Brant and his people keep their side of a firm pact to support the Crown in spite of their outsider status. Indian warriors, Irish and Highlander Catholics, "Papists and pagans" alike fight for King George as "two tribes of masked men". But fight they do, in the face of British equivocations and compromises. Yet in one bloody and colourful skirmish after another, the Indian nations' "Longhouse" begins to crack under the rebel onslaught. George Washington and his raggle-taggle bands of chancers, predators and bigots so far from the upstanding heroes of America's deepest myth seek to drown an ancient culture in "lakes of tears and rivers of blood".

What saves the Wu Ming crew from romantic sentimentalism is a trademark sophistication about political ideas and their impact on both words and deeds. Philip, a French captive who has literally gone native to become the Mohawk's fiercest brave, reads Voltaire and Rousseau and reminds a patronising lady that "many European things are circulating in the American forests". Exploring this already hybrid world, Manituana dismantles the delusion of the simple "noble savage" as shrewdly as it debunks the usual patriotic pageantry of 1776 and all that.

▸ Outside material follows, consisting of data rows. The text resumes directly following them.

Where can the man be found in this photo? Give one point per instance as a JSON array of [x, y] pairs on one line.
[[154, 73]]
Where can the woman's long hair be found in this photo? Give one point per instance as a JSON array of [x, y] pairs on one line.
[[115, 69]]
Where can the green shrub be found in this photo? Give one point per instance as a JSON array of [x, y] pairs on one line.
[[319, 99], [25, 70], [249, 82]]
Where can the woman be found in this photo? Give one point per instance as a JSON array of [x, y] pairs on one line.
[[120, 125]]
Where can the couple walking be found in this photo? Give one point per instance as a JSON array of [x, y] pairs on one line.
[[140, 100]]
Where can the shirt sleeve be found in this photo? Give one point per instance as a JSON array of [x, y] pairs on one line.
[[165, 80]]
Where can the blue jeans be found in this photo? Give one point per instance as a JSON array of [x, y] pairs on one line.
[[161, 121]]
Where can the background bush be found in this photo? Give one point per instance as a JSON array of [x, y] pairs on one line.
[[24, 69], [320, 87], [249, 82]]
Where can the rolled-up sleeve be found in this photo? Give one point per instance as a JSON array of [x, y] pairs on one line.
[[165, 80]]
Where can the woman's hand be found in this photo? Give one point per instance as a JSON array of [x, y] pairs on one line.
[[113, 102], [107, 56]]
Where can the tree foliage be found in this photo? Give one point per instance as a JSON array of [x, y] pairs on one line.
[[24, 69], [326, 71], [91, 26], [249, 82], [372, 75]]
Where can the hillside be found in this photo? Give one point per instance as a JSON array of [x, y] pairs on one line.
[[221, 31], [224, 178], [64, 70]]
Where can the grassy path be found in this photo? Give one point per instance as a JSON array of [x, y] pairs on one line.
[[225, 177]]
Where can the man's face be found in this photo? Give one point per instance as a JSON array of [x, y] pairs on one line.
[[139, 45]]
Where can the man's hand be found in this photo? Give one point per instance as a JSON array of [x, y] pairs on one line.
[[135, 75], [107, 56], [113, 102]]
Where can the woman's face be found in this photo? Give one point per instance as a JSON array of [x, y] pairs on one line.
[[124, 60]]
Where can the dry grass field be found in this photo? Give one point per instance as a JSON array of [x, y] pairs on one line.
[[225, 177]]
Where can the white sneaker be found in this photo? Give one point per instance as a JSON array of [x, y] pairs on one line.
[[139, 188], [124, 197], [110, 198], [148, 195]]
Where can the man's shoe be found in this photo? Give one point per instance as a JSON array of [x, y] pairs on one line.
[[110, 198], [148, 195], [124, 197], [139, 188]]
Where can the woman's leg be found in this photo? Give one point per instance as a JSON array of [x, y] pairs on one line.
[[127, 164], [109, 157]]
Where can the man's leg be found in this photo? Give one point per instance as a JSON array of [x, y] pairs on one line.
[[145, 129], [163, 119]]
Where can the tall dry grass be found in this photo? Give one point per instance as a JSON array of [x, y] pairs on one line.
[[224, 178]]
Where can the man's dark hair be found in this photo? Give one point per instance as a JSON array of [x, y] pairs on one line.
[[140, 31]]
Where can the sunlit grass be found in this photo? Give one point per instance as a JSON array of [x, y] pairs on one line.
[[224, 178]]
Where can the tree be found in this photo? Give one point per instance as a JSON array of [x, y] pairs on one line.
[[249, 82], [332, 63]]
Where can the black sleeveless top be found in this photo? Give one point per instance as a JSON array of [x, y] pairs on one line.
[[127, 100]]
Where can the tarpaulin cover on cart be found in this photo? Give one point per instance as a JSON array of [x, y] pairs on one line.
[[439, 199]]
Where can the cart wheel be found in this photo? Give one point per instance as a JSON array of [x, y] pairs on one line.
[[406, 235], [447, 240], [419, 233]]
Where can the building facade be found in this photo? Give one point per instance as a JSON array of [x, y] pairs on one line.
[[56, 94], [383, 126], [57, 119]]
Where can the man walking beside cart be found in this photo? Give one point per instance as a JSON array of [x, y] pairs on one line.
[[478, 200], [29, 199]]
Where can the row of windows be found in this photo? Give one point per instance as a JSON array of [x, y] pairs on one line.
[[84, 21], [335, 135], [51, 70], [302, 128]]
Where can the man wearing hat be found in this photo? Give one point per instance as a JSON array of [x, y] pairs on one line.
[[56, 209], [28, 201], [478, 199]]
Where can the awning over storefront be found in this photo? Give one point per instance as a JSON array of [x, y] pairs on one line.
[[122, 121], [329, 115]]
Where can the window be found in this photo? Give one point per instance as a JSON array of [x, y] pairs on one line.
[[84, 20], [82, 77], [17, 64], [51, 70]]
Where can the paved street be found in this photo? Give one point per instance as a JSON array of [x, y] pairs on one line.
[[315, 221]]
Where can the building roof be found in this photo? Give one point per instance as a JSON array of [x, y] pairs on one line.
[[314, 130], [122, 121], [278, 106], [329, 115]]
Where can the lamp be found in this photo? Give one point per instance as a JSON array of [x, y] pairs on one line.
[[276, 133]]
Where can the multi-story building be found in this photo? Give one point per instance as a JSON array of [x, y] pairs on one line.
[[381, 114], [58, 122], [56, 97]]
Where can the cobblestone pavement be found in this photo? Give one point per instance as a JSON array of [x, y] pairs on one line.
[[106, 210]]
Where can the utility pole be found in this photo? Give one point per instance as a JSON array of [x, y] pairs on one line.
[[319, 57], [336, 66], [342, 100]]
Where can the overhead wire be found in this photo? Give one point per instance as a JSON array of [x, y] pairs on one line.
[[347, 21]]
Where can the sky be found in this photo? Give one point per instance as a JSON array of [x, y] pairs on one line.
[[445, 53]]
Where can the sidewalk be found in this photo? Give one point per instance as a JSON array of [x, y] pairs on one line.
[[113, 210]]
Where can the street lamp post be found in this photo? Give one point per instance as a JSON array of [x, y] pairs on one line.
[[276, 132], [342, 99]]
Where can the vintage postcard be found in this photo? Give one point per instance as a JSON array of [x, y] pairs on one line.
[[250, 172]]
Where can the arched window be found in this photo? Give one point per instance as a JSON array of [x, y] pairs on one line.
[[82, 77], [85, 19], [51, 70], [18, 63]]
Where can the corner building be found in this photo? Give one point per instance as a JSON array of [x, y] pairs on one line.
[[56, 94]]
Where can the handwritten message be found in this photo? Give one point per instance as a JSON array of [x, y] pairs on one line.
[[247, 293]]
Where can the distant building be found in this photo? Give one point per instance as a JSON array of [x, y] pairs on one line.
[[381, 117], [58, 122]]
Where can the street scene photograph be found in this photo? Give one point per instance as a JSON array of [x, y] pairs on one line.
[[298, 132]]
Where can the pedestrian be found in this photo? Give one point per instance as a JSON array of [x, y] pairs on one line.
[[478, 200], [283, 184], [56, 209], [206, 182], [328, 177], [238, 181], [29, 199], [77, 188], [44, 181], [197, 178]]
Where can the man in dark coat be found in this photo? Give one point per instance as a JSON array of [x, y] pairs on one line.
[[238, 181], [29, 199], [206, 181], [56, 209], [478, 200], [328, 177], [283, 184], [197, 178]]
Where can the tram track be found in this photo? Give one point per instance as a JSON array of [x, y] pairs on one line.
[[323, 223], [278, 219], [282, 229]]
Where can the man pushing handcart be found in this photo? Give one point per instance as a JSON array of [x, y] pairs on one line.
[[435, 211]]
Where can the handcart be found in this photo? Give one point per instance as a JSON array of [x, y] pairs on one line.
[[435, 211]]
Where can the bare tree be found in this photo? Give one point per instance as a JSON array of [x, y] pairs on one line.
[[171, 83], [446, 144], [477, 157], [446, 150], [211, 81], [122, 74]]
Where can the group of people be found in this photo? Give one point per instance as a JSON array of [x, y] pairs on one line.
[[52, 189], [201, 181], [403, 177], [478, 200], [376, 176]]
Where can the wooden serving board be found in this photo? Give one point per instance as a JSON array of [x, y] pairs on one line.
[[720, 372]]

A virtuoso middle section (again rooted in real events) sends Brant, Philip and Johnson's son-in-law to London, where they aim to reinforce the Indian alliance of equals with the Crown. Fawned over as a "ceremonial beast" in salons and palaces, Brant also brushes against the squalor and despair of the capital's poor. With a firework display of thieves' cant and gang jargon, an electrifying high point of Shaun Whiteside's swift but subtle translation, the "Mohocks of Soho" who actually existed hint at the grim underclass destiny that lies in store for defeated traditional peoples all around the world. Wu Ming do sometimes graft the preoccupations of today onto the events of yesterday. Philip, for example, has a vision of "a London as big as the world", where free-market individualism has gobbled up the planet and its once-proud communities. Mostly, however, Manituana shuns anachronism as it sets about delivering a fast-flowing, densely peopled, richly decorated story of a precious way of life, and thought, on the brink of the modern abyss. As for Wu Ming and their bewitching fictional fellowship, let's hope that many moons will pass before we see the last of these mysterious Mohicans.